Neticede hepsinde aynı cazip çıplaklık, aynı çekici uzaklık, aynı soğuk kadınsılık yok muydu?
***
Dalga geçmeye pek müsait olsa da, bu trajikomik öyküde hazin bir yalnızlık ve çaresizlik kokusu var.
Bizler, bu toplumun erkekleri, asırlarca cinsimize yasaklanan kadın cemali ve vücudunu, şunun şurasında ancak 100-150 senedir sokakta görüyoruz.
Onları sere serpe bir özgüvenle izleyişimiz daha da yenidir: olsa olsa son 10-15 yıl...
Asırlık bir açlığın üzerine 10-15 yıldır her gece 150 kanalda, plajda, kulüpte, sokakta davetkâr bir işveyle yürüyen, "Öp beni" diye inleyen, şehvetle dans eden kadınlar görmek kimimizi heyecanlandırırken, kimimizi bunalıma soktu.

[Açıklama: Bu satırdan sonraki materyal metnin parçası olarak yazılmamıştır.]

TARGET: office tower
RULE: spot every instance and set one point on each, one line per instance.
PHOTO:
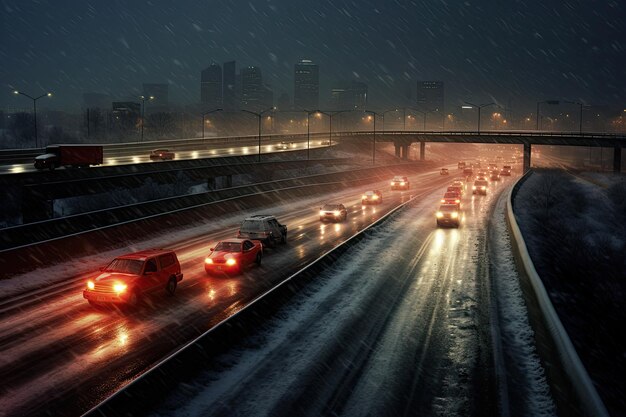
(211, 87)
(306, 85)
(229, 89)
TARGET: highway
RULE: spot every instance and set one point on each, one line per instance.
(61, 355)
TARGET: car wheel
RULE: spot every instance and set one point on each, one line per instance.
(171, 286)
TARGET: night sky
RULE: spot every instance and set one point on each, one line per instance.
(511, 51)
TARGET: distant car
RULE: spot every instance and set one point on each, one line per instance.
(233, 256)
(162, 155)
(333, 212)
(372, 197)
(129, 277)
(448, 215)
(480, 187)
(452, 197)
(264, 228)
(455, 189)
(400, 183)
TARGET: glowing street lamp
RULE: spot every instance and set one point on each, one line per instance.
(34, 109)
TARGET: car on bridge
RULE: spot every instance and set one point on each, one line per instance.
(265, 228)
(480, 187)
(448, 215)
(333, 212)
(453, 198)
(372, 197)
(233, 256)
(400, 183)
(162, 155)
(128, 278)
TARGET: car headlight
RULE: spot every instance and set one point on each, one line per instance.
(119, 287)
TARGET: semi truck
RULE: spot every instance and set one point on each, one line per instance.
(75, 156)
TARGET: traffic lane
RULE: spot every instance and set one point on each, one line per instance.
(418, 346)
(97, 337)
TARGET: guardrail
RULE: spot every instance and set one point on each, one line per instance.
(139, 395)
(571, 386)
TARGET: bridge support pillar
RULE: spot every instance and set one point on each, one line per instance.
(526, 157)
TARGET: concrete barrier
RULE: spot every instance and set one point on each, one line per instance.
(570, 384)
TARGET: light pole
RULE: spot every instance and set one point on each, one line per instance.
(259, 115)
(34, 109)
(374, 114)
(479, 107)
(553, 102)
(204, 114)
(143, 111)
(580, 116)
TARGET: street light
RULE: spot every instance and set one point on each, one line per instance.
(143, 111)
(553, 102)
(34, 109)
(259, 115)
(374, 136)
(204, 114)
(469, 105)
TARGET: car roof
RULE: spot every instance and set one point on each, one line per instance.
(144, 254)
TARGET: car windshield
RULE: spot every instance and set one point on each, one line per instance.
(252, 226)
(125, 266)
(228, 247)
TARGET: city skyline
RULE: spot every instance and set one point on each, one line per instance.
(550, 51)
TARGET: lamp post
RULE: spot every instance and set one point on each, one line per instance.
(553, 102)
(259, 115)
(34, 109)
(204, 114)
(143, 111)
(479, 107)
(374, 114)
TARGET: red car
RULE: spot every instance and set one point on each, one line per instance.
(128, 278)
(233, 256)
(452, 198)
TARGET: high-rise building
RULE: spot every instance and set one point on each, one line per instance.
(211, 87)
(306, 86)
(430, 96)
(253, 91)
(229, 90)
(160, 92)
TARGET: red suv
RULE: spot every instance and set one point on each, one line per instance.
(127, 278)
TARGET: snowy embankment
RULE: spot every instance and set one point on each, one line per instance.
(575, 231)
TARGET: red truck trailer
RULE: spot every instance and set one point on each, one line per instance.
(76, 156)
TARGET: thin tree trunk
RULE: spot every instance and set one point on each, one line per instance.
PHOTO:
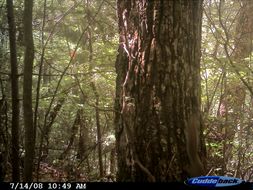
(99, 138)
(27, 92)
(14, 93)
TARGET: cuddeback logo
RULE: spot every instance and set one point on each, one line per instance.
(214, 181)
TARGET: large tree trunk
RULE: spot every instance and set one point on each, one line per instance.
(27, 91)
(158, 90)
(14, 93)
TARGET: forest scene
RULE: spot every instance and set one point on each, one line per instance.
(125, 90)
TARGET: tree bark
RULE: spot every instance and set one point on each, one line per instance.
(99, 136)
(27, 92)
(14, 93)
(158, 90)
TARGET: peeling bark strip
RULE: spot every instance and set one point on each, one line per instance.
(157, 88)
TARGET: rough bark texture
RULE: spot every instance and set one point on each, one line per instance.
(27, 91)
(158, 90)
(14, 93)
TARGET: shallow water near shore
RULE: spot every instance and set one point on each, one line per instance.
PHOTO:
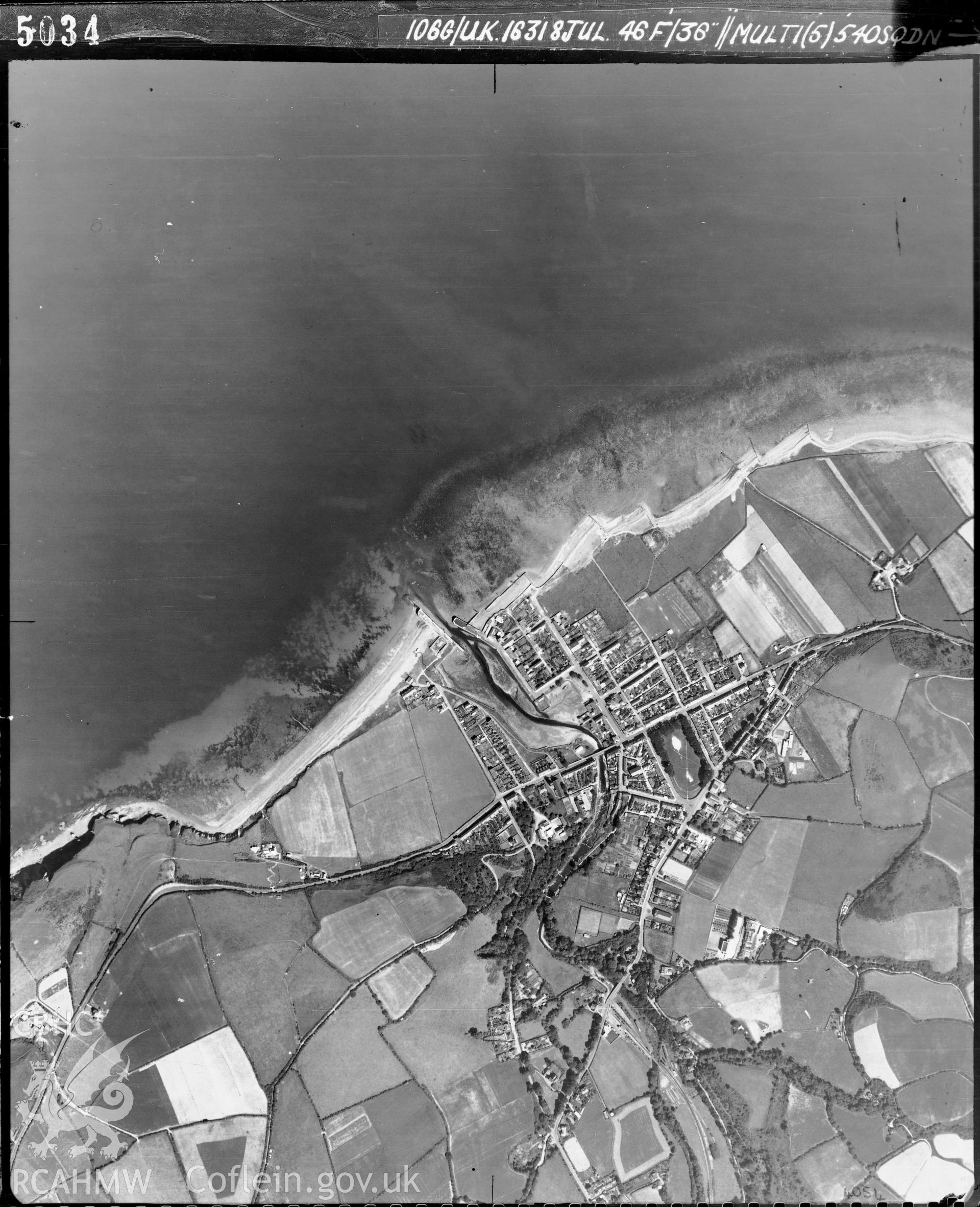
(243, 344)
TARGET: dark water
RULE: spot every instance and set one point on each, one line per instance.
(256, 307)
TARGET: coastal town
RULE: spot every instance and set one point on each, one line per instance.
(622, 866)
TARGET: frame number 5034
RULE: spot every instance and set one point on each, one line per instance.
(46, 31)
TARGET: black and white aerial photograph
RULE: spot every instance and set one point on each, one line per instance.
(492, 668)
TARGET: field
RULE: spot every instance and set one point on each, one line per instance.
(359, 938)
(432, 1041)
(806, 1122)
(950, 836)
(640, 1143)
(812, 989)
(874, 680)
(871, 1050)
(867, 1133)
(555, 972)
(211, 1078)
(830, 801)
(943, 1098)
(921, 936)
(250, 942)
(154, 1160)
(830, 1171)
(920, 492)
(585, 591)
(157, 986)
(916, 1049)
(663, 611)
(942, 747)
(575, 1033)
(838, 575)
(455, 779)
(384, 1136)
(207, 1151)
(312, 820)
(835, 861)
(426, 912)
(960, 792)
(916, 995)
(742, 605)
(679, 1189)
(347, 1061)
(378, 761)
(595, 1133)
(314, 987)
(395, 823)
(554, 1185)
(954, 464)
(747, 993)
(825, 763)
(620, 1072)
(822, 1053)
(766, 871)
(952, 563)
(714, 870)
(693, 927)
(920, 1177)
(399, 986)
(296, 1143)
(915, 883)
(744, 790)
(489, 1112)
(860, 475)
(812, 489)
(687, 997)
(888, 785)
(833, 718)
(753, 1085)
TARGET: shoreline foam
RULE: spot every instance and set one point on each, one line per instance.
(401, 647)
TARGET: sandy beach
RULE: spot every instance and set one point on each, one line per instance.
(400, 650)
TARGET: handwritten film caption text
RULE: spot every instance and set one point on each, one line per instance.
(703, 34)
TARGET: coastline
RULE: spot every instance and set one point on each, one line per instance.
(398, 652)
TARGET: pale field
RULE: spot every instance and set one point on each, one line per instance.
(399, 986)
(211, 1078)
(872, 1055)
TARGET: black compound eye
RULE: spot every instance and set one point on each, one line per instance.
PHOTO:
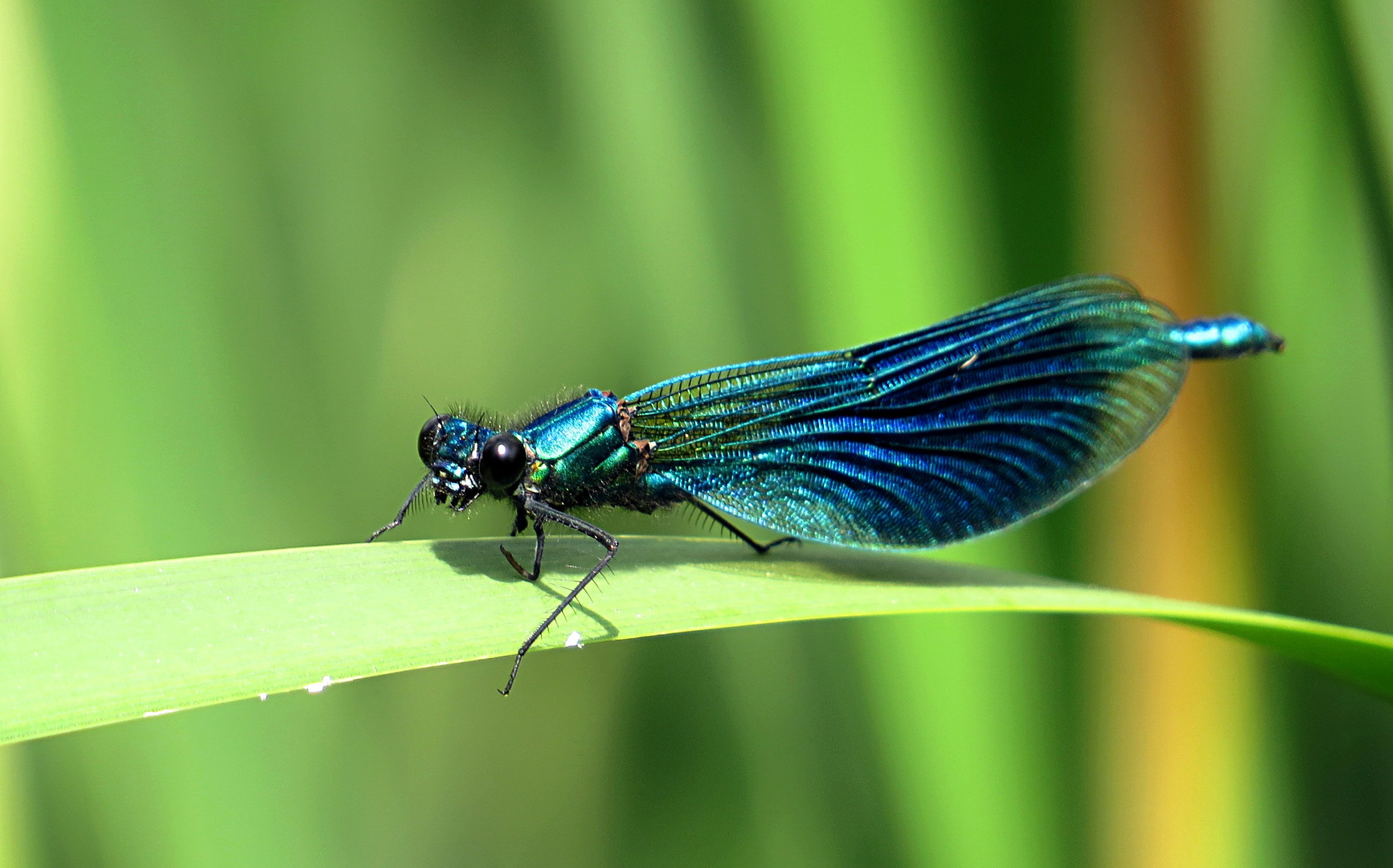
(429, 438)
(502, 463)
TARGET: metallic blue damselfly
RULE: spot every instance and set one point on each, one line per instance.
(912, 442)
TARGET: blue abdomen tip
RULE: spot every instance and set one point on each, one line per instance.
(1226, 338)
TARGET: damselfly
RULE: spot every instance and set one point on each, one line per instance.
(914, 442)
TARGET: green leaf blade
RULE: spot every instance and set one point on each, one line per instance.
(91, 647)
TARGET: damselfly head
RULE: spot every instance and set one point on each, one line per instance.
(449, 446)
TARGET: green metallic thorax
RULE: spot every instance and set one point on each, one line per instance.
(581, 457)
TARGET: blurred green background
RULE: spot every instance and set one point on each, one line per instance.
(239, 241)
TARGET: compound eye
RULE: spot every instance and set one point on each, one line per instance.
(429, 438)
(502, 463)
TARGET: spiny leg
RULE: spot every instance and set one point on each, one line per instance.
(403, 512)
(543, 512)
(537, 552)
(741, 535)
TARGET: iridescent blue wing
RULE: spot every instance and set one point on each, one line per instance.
(929, 438)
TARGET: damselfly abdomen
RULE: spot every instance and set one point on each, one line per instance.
(918, 440)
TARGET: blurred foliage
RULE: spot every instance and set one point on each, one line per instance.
(240, 241)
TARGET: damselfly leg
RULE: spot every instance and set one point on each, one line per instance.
(541, 512)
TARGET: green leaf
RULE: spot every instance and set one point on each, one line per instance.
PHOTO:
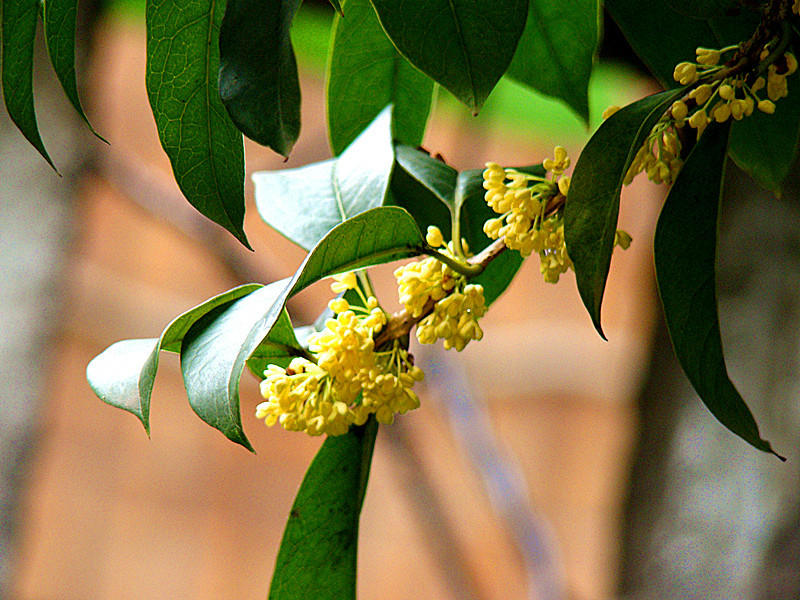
(59, 18)
(704, 9)
(258, 80)
(216, 348)
(305, 204)
(765, 146)
(463, 45)
(557, 50)
(474, 212)
(123, 374)
(685, 257)
(318, 553)
(663, 37)
(376, 236)
(425, 186)
(762, 145)
(203, 145)
(366, 73)
(435, 175)
(592, 210)
(17, 36)
(336, 6)
(279, 348)
(421, 203)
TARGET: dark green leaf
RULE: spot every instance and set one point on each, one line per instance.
(663, 37)
(258, 72)
(685, 257)
(365, 74)
(318, 554)
(421, 203)
(592, 210)
(435, 175)
(474, 212)
(305, 204)
(762, 145)
(704, 9)
(123, 374)
(59, 29)
(557, 50)
(216, 347)
(425, 186)
(18, 33)
(463, 45)
(765, 146)
(203, 145)
(377, 236)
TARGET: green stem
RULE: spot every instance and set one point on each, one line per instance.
(464, 268)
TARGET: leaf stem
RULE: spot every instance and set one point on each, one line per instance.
(468, 269)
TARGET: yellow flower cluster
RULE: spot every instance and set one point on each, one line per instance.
(347, 381)
(659, 156)
(528, 221)
(455, 305)
(737, 96)
(714, 99)
(522, 201)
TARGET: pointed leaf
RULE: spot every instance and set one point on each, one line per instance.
(376, 236)
(762, 145)
(463, 45)
(765, 146)
(203, 145)
(216, 349)
(59, 18)
(17, 36)
(366, 73)
(123, 374)
(435, 175)
(336, 6)
(318, 553)
(421, 203)
(663, 37)
(258, 72)
(214, 352)
(591, 213)
(557, 50)
(305, 204)
(685, 257)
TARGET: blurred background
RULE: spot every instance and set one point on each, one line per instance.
(544, 463)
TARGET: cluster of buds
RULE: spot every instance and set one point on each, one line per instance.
(660, 155)
(348, 380)
(431, 286)
(719, 98)
(525, 204)
(713, 97)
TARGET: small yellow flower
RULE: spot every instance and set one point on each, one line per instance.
(559, 163)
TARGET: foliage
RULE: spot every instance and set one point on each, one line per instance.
(216, 72)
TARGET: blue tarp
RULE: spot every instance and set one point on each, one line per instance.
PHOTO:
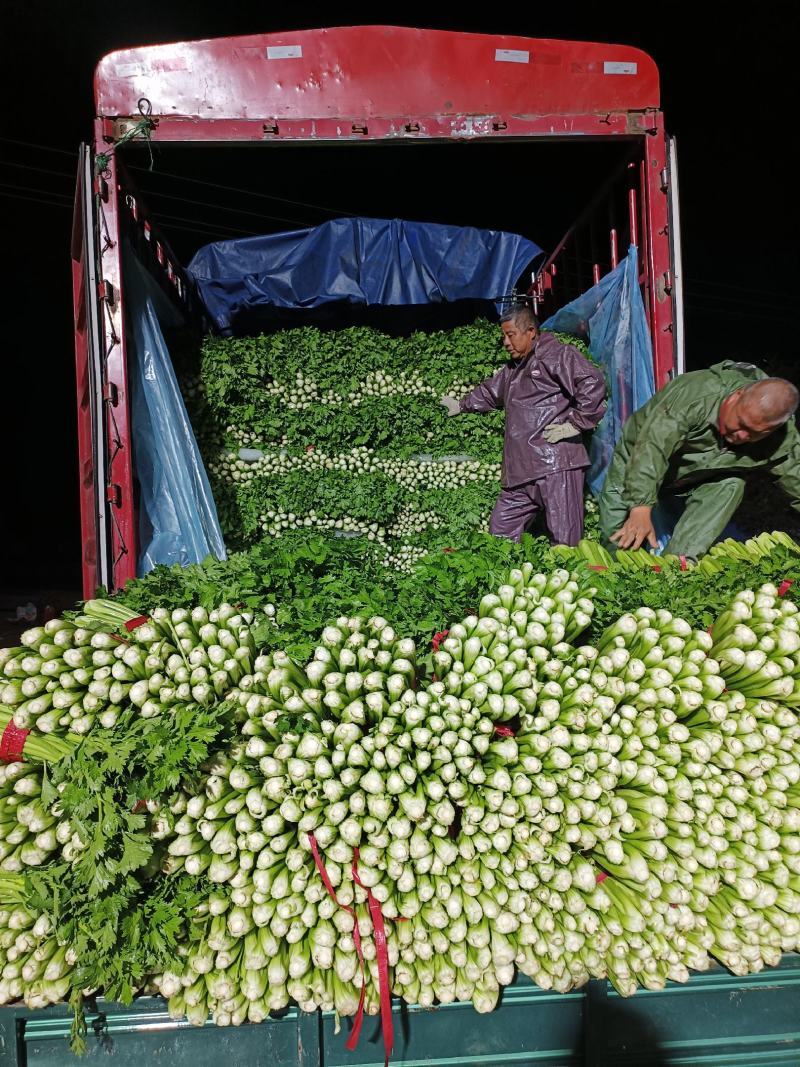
(368, 261)
(611, 317)
(177, 520)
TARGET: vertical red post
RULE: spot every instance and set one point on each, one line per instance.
(657, 253)
(614, 249)
(120, 487)
(81, 248)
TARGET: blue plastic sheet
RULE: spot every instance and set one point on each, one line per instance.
(368, 261)
(178, 521)
(611, 317)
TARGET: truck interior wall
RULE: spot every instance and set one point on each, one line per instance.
(201, 193)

Cumartesi Sabah'ın kapağında, çalıştığı fabrikada kendi ürettiği kıpkırmızı fantezi iç çamaşırına hayretle bakan türbanlı genç kız gibi, 10 yılda yarattığımız 15 milyon genç, bakakaldı evde yaşadığıyla, ekranda izlediği arasındaki akıl almaz farka...
Herkesin her gün başka mankenle aşk yaşadığı bir farazi dünyayı gerçek sananlar için "yüzyıllık yalnızlık" hepten dayanılmaz oldu.
Pazarlanan fantezilerle toplum gerçeklikleri arasındaki boşluğu, memeleri dişlenmiş vitrin mankenleri doldurdu.